To say that there were immediate and consistent “aha” moments would be an understatement. I was so surprised by how obvious the added richness and complexity was that I immediately began doubting my own taste buds. Maybe I was just drinking my own Kool-Aid, you know? I needed unbiased confirmation. So, many flour samples went out to many hands, none of which belonged to professional bakers.
Always the first question to be asked was “What should I bake?”. My answer now is the same as it was then: “Go make some shortbread.” And so a version of the recipe below has been given out to many a home baker at dinners, Christmas cookie parties, and business brain storming sessions. It never fails to impress. Something magical happens when you replace the normal refined flour with fresh whole grains. The butter tastes more butter-y, the hint of salt has a little more sparkle, and the whole cookie takes on a new level of toasty, nutty goodness.
I used a heart shaped cookie cutter in honor of posting this recipe for Valentine’s Day, but any 2 to 3-inch shape will do. Eat them plain for maximum flour power enjoyment, but do make the effort to dip them in chocolate at least once; then be prepared to witness simplicity at its finest.
Grist & Toll Shortbread Cookies
- 1 cup Sonora Whole Grain Flour, (4.5 oz)
- 1 cup Hard Red Whole Grain Flour, (4.5 oz), such as Triple IV
- ½ cup cornstarch, (2.5 oz)
- ¾ teaspoon kosher salt
- ⅓ cup superfine sugar, (2.75 oz)
- 2 sticks unsalted butter, (8 oz), at room temperature
- 1 teaspoon vanilla, or seeds of one fresh vanilla bean
- extra sugar, for sprinkling, optional
- melted chocolate, for dipping, optional
- fleur de sel, for sprinkling, optional
Preheat oven to 325 degrees F. Line two baking sheets with parchment paper and set aside.
In a medium bowl, thoroughly whisk together both flours and cornstarch.
In the bowl of a stand mixer fitted with the paddle attachment, cream together the butter, sugar, salt and vanilla or vanilla bean seeds. You only need to mix long enough that the ingredients are incorporated and the mixture starts to look a little fluffy.
Add the flour mixture to the butter mixture and mix on low speed just until the dry ingredients are fully incorporated. Be careful not to over mix.
Turn the dough out onto a lightly floured work surface and roll out to 1/4 inch thickness. Cut out desired shapes and place on prepared baking sheets. Gather up dough scraps, gently press together (do not knead), and roll out again to cut out more cookies. A 2 1/2 inch cookie cutter should yield about 24 cookies. If desired, lightly sprinkle tops of cookies with additional sugar before baking.
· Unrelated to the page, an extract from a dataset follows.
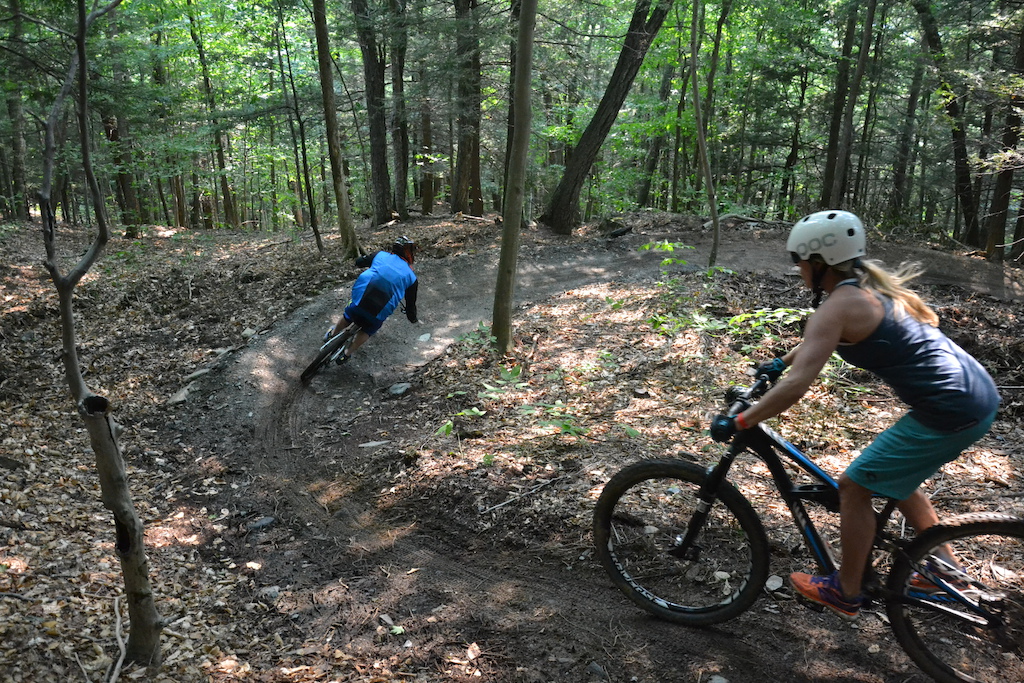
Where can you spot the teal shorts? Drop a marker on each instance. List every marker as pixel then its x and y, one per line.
pixel 906 454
Place baking sheets in oven and bake shortbread until nicely set and edges are golden brown, approximately 12-18 minutes. Remove from oven and allow to cool on baking sheets just for a couple of minutes. The shortbread is delicate and this will help you transfer them to cooling racks without breaking. Transfer to cooling racks and allow to cool completely. Store in an airtight container.
*We like to dip the corners of our shortbread cookies in chocolate and sprinkle with a little fleur de sel. Tempering the chocolate will help it set up and keep it from looking dull and cloudy. There are many online tutorials for tempering chocolate.